Comment le financement et le soutien de la FCASS vous aident-ils à atteindre vos objectifs?

Nous utilisons le financement de la FCASS pour contribuer surtout aux frais de personnel, permettant ainsi à notre équipe de BSO de consacrer plus de temps au personnel pour les soutenir dans les changements. Nous avons également mis à profit une grande partie du financement pour des initiatives d’éducation afin de renforcer les capacités du personnel dans le traitement non-pharmacologique des comportements.

Comment prévoyez-vous soutenir la formation du personnel et assurer la pérennité des améliorations pour ces résidents?

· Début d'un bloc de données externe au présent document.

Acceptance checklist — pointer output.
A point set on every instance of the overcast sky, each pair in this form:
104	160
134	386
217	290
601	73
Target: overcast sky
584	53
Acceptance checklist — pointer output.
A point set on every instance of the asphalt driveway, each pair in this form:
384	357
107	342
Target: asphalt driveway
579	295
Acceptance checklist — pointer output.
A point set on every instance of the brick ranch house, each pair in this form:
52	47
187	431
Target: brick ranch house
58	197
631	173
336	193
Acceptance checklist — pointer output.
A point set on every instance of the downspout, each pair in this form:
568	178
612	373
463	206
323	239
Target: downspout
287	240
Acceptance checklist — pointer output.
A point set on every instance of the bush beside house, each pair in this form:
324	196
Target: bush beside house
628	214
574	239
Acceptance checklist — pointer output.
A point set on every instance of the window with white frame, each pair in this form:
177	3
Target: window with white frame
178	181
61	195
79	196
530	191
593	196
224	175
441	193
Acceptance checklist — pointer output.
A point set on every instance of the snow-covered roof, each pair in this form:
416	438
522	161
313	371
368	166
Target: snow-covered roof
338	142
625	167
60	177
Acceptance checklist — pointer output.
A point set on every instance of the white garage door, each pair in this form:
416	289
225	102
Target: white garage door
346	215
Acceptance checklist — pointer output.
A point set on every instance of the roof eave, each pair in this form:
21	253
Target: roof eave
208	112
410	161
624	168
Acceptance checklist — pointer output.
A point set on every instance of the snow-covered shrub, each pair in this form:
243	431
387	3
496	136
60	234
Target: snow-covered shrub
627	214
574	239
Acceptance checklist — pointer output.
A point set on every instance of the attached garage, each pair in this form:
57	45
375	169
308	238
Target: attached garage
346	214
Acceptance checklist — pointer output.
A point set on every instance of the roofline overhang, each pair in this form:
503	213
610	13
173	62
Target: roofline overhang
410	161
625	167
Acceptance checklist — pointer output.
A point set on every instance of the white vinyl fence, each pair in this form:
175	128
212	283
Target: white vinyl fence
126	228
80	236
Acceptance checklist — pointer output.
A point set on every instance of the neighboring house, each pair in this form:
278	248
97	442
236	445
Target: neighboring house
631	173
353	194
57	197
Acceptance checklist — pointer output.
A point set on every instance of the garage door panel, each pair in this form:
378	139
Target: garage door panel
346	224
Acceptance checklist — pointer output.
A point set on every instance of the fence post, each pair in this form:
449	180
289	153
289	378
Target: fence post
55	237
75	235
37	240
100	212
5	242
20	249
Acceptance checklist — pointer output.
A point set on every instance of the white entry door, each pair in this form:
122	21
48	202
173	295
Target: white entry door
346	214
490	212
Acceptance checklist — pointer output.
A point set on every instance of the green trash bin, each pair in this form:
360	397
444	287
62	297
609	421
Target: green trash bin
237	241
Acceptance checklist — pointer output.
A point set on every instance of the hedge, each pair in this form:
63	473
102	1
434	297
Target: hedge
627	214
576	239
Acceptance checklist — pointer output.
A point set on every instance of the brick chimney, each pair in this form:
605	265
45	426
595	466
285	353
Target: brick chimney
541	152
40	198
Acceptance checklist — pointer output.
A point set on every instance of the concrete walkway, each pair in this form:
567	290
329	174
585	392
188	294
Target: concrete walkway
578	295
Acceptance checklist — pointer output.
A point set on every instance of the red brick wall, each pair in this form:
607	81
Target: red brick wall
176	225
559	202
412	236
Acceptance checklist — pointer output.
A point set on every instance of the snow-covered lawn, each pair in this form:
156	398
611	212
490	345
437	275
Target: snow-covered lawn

La beauté de ce projet qui s’intègre si bien dans le plan BSO ce projet est qu’il ne cessera pas lorsque les fonds de la FCASS s’épuisent. Nous pouvons nous permettre de faire des heures supplémentaires grâce à ce financement et de travailler d’arrache-pied pour élaborer des protocoles ainsi que pour améliorer des avis médicaux afin de repérer des résidents dont la prise de médicaments peut être réduite. Le plan consiste pour nous à assumer plutôt un rôle de surveillance après la réalisation du projet, sans devoir mettre en place tous les changements futurs.

Prévoyez-vous être en mesure de diffuser votre travail à d’autres établissements de Trinity Village?

Trinity Village est un établissement autonome. Cependant, comme je travaille aussi dans un autre établissement, j’y ai commencé à diffuser ces idées.